Sql-server – Microsoft Optimal method for columns into 1 word: XML Raw or Concat

database-designperformanceperformance-tuningsql serversql-server-2016xml

What is fastest, performance method to make columns into one word? Does Microsoft have recommendation, or is there performance Big-O studies on FOR XML RAW vs Concat?

Company has multiple tables with different column types including int, varchar, string, different number of columns, some not/not null, maybe anywhere from 5-25 columns in a table.

SELECT (Column1, Column2, Column3, Column4... FOR XML RAW)))

SELECT CONCAT(Column1,'|',Column2,'|',Column3,'|',Column4...))

We are seeing different timing results on our server, however both seem to be relatively close, curious if there is any general optimal to apply, rather than reviewing 1000 tables.

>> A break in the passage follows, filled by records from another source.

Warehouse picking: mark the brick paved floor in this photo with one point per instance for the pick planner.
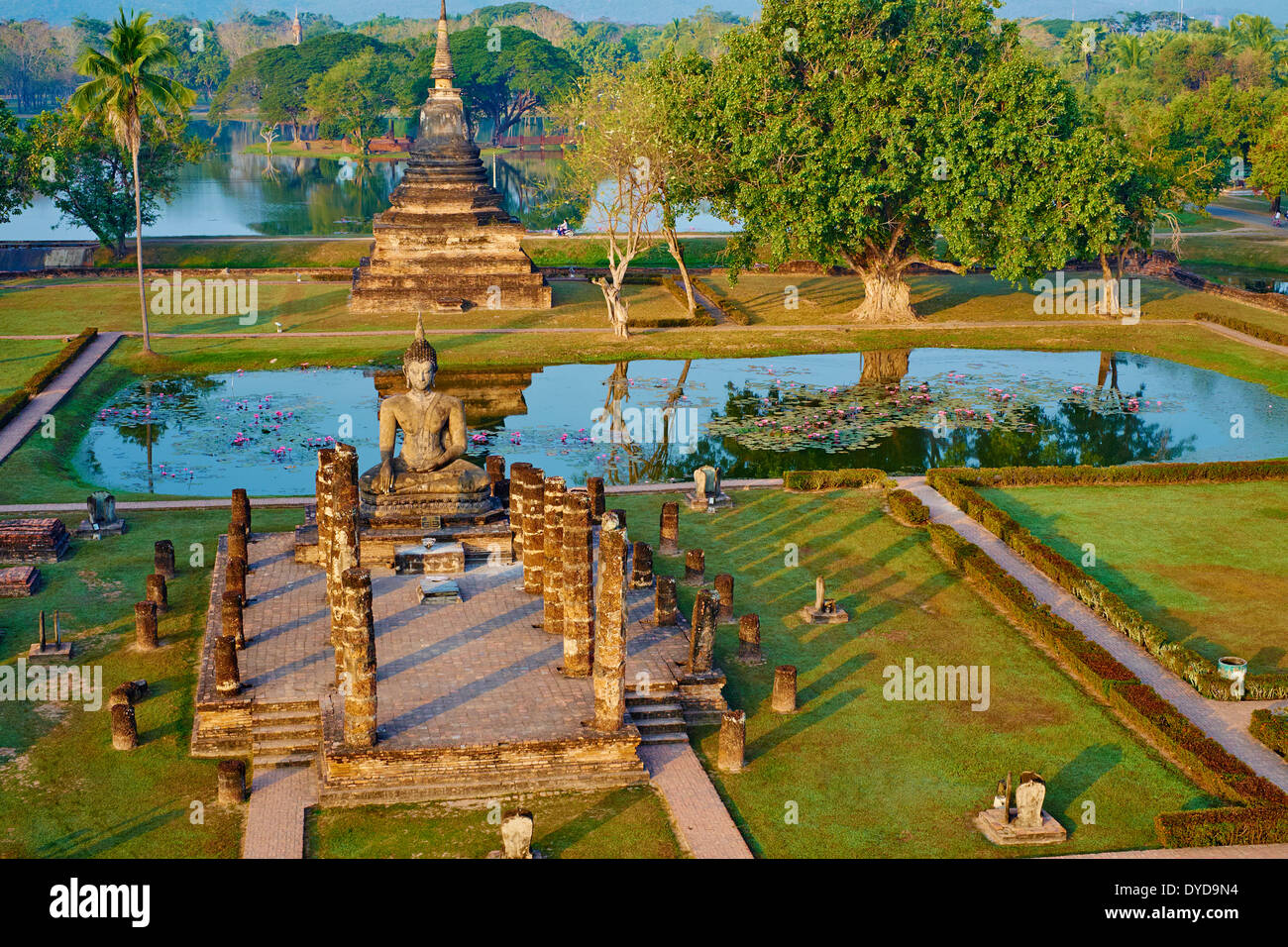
(697, 812)
(459, 674)
(1225, 722)
(274, 815)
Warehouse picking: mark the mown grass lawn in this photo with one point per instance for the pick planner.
(627, 822)
(63, 789)
(1207, 564)
(870, 777)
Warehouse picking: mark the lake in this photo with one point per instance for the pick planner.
(653, 421)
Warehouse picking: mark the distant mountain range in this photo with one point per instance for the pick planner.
(618, 11)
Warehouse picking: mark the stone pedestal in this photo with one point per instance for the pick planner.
(665, 611)
(125, 731)
(748, 641)
(784, 699)
(670, 530)
(232, 783)
(533, 523)
(156, 591)
(146, 625)
(702, 634)
(578, 602)
(610, 618)
(695, 567)
(642, 566)
(162, 558)
(554, 496)
(733, 741)
(724, 589)
(227, 678)
(359, 644)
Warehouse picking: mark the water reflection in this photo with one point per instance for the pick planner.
(657, 420)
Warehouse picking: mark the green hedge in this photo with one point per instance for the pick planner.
(1270, 729)
(807, 480)
(1245, 328)
(1233, 826)
(907, 508)
(958, 484)
(38, 381)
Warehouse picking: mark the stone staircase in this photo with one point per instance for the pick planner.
(658, 715)
(284, 733)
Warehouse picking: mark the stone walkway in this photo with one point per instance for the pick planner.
(698, 815)
(274, 815)
(54, 392)
(1225, 722)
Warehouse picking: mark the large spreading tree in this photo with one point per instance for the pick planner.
(885, 134)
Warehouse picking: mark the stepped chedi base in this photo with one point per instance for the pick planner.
(446, 243)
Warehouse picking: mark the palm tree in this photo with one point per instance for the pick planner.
(125, 85)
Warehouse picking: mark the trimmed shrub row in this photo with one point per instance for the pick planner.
(1245, 328)
(907, 508)
(1210, 764)
(807, 480)
(1233, 826)
(1270, 729)
(957, 486)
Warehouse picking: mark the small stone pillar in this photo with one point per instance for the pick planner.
(664, 602)
(695, 567)
(162, 558)
(227, 678)
(156, 591)
(748, 641)
(146, 625)
(554, 493)
(702, 634)
(237, 543)
(235, 578)
(516, 835)
(326, 464)
(241, 510)
(125, 729)
(784, 699)
(232, 783)
(533, 526)
(235, 625)
(610, 618)
(733, 741)
(595, 487)
(670, 530)
(518, 474)
(359, 642)
(578, 595)
(642, 565)
(724, 589)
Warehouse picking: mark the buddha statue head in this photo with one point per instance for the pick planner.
(420, 361)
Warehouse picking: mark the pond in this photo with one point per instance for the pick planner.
(231, 195)
(653, 421)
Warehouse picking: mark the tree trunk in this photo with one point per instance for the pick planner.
(138, 250)
(887, 296)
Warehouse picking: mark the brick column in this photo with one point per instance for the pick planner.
(664, 602)
(533, 523)
(359, 646)
(610, 618)
(579, 608)
(554, 492)
(702, 635)
(670, 530)
(518, 475)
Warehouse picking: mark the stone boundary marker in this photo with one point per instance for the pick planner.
(287, 501)
(58, 388)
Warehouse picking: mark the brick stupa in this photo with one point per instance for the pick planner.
(446, 244)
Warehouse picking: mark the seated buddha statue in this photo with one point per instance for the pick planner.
(430, 467)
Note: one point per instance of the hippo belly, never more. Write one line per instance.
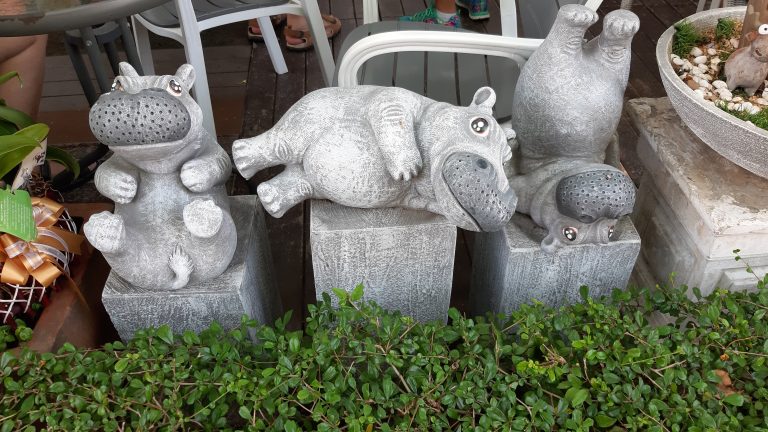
(155, 219)
(350, 170)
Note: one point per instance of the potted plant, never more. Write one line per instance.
(691, 57)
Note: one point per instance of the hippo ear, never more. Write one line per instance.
(127, 70)
(186, 74)
(484, 99)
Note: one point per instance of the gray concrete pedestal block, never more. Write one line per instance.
(403, 257)
(695, 207)
(246, 287)
(510, 269)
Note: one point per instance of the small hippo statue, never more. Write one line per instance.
(577, 202)
(171, 224)
(747, 67)
(569, 96)
(373, 147)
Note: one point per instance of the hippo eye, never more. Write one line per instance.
(480, 126)
(570, 233)
(174, 87)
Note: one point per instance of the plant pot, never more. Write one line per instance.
(66, 318)
(738, 141)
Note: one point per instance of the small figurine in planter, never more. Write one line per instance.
(171, 223)
(373, 147)
(747, 67)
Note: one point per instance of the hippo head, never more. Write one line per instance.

Background will be utilized to apply hashing of row later.

Best Answer

In general, if you truly need to know what will be the fastest for your workload then you need to do your own benchmarking. Take a look at the following query plans:

query plans

Which one do you think would be faster if you had to pick one without any additional context? I would pick the bottom one. It simply appears to do less work because there's no nested loop join and there's no UDX operator. To generate the above query plans, put 6.5 million rows into a temp table:

SELECT s1.*
INTO #source_data
FROM master..spt_values s1
CROSS JOIN master..spt_values t2;

This table has six columns with different data types. Some allow nulls and some don't. So it seems to meet your criteria. The top query takes about 3X longer on my machine than the bottom one:

DROP TABLE IF EXISTS #t;

SELECT HASHBYTES('SHA2_256', (SELECT name, number, type, low, high, status FOR XML RAW)) hash_value
INTO #t
FROM #source_data
OPTION (MAXDOP 1);

GO

DROP TABLE IF EXISTS #t;

SELECT HASHBYTES('SHA2_256', CONCAT(name, '|', number, '|', type, '|', low, '|', high, '|', status)) hash_value
INTO #t
FROM #source_data
OPTION (MAXDOP 1);

This seems like a perfectly reasonable result. It will add overhead to convert data to XML and to have a nested loop join. Why do that when you don't have to? In your question you suggest that sometimes the FOR XML RAW technique is faster for your data. If so, there's something about your data or testing methodology that you aren't telling us. My suggestion is to come up with a sharable reproduction that demonstrates that the FOR XML RAW method is significantly faster and to ask a new question. As is we have to guess what's going on, which isn't helpful for anyone.